Léon Minkus
componist uit Oostenrijk (1826-1917) / Uit Wikipedia, de vrije encyclopedia
Ludwig Minkus (Aloisius Ludwig Minkus of Léon Fedorovich Minkus) (Wenen, 23 maart 1826 - Wenen, 7 december 1917) was een componist van balletmuziek en een vioolvirtuoos. Zijn stoffelijke resten zijn door de nationaalsocialisten in 1939 samen met die van andere Joden uitgegraven en in een massagraf gestort.
Hij is het best bekend om de balletten waar hij de muziek van verzorgde tijdens de Romanovperiode bij het Imperial Ballet, hij was daar benoemd tot Eerste Imperial Ballet Componist, bij de Imperial Theaters van 1870-1869, maar hij bleef componeren voor de firma tot uiterlijk 1891. Minkus creëerde bijna al zijn werk in opdracht van grote balletmeesters als Arthur Saint-Léon en Marius Petipa, het meest bekende van zijn hand is La Source uit 1866, het werk heeft hij samen gecomponeerd met Léo Delibes. Gewerkt aan de muziek van Don Quichotte uit 1869, en de hernieuwing van 1871, ook het stuk La Bayadère uit 1877.

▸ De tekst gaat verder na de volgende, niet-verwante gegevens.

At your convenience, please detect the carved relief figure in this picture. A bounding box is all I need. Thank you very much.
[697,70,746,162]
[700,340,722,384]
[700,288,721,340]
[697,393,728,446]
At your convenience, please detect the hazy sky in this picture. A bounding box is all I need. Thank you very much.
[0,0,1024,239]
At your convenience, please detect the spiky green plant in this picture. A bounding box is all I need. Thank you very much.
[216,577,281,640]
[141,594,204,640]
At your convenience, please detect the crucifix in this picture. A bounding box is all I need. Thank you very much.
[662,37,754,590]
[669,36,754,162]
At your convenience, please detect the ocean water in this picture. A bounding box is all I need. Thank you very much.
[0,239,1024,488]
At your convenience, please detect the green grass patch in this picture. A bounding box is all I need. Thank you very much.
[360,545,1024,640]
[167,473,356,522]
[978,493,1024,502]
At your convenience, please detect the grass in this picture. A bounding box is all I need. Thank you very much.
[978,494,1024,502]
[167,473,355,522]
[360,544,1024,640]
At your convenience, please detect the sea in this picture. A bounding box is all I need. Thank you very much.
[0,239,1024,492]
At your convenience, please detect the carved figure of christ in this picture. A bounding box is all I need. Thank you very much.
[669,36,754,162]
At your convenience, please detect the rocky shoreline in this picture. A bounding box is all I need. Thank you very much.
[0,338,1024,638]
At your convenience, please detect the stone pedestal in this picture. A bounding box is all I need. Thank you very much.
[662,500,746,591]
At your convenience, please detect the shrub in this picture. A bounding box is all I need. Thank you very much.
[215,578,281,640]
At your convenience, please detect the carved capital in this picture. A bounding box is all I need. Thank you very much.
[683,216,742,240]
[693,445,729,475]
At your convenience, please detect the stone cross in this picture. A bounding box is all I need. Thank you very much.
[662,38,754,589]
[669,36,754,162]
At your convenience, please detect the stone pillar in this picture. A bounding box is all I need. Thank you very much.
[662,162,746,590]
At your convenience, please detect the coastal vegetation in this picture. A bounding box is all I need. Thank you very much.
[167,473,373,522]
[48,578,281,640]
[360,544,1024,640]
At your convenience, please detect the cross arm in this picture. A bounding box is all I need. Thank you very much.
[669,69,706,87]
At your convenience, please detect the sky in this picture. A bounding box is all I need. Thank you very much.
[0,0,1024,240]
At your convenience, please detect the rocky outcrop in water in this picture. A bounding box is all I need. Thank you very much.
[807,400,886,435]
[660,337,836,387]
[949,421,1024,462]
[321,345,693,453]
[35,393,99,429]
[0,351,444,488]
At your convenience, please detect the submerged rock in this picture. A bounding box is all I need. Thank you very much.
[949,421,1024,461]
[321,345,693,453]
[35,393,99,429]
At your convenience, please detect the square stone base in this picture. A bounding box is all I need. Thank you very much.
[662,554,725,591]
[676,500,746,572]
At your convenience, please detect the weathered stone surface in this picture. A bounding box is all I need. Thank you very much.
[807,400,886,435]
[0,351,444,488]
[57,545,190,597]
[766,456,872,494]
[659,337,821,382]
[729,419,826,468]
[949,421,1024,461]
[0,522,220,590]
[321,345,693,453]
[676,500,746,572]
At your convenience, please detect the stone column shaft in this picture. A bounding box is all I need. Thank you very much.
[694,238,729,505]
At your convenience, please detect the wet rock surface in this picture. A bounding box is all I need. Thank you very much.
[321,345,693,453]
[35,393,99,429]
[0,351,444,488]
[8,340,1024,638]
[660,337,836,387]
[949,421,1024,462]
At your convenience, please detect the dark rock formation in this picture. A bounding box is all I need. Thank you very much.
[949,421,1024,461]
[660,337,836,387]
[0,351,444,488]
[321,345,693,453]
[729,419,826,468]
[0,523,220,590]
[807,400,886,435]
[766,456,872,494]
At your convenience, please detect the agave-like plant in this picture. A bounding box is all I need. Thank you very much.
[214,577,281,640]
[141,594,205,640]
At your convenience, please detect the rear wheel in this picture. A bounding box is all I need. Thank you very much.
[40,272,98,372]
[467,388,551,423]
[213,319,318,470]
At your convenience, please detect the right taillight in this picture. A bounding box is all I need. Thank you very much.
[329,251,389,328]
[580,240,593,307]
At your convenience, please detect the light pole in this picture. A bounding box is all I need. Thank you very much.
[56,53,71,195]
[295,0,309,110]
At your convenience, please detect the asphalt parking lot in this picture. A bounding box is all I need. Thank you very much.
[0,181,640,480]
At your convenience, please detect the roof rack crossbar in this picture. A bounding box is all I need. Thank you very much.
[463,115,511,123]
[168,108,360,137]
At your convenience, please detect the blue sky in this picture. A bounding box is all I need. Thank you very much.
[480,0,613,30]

Onder de meest gevierde werken van Minkus bevindt zich zijn additionele muziek voor Petipa's herbewerking van Paquita uit 1881. De Grand Pas Classique, Pas de Trois (ook wel Minkus Pas de Trois genoemd) en De Kinderpolonaise Mazurka. Zijn muziek voor de Grand pas de Deux uit Petipa's Don Quichotte, en zijn muziek voor de scène Het Koninkrijk en de Schaduwen uit Petipa's La Bayadère. Minkus is ook bekend om zijn reorkestratie (1884) en additionele muziek voor Petipa's Giselle, het meeste is vertolkt door Adolphe Adam, en wordt nu uitgevoerd in alle ballethuizen. De balletmuziek van Minkus is een van de populairste, opgevoerd over heel de wereld, en maakt integraal deel uit van het traditioneel klassieke balletrepertoire.